FHA is a great way to finance manufactured homes
Manufactured homes can offer low to moderate income families in NC, SC, and Virginia affordable housing. But, manufactured home lending is going to be more strict than most other property types. Higher foreclosure rates is the primary reason. Additionally, there is a greater chance of depreciation in appraised value compared to stick built homes. Because of these reasons, many lenders have exited the manufactured home lending business. Team Move still offers VA home loans and FHA mortgages to finance the purchase or refinance of a doublewide, manufactured home. Both the borrowers and the property must meet the following manufactured home guidelines plus other applicable areas. Our Manufactured Home FHA Mortgage offers 30 year fixed rate terms. Additionally, FHA financing is only for a primary residence.

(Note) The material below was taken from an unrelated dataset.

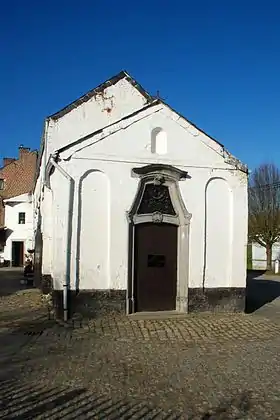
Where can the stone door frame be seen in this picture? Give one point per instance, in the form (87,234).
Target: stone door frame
(169,176)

Our FHA Doublewide Manufactured Home Guidelines:
- Doublewides only & manufactured after June 15, 1976
- Must have an acceptable foundation per a structural engineer inspection
- Rural manufactured homes have additional requirements. These include a home inspection plus built in 1990 or after
- 660 Minimum credit score (case by case exceptions)
- Purchases allowing as low as 3.5% down payment
- Minimum loan amount is $75,000 (case by case exceptions)
- Now allowed: Escrow Holdback for repairs, non-occupying co-borrowers, refinancing
Guidelines are subject to change.
If you are looking to purchase a manufactured home, make sure to check key areas of the home. In the first place, find the HUD tags located at the end of the home. Appraisers, attorneys, and lenders need the HUD numbers to clearly identify the home. Additionally, ensure the wheels, tongue, and axles are removed from the home. Then, we require that the perimeter foundation is block or brick skirting.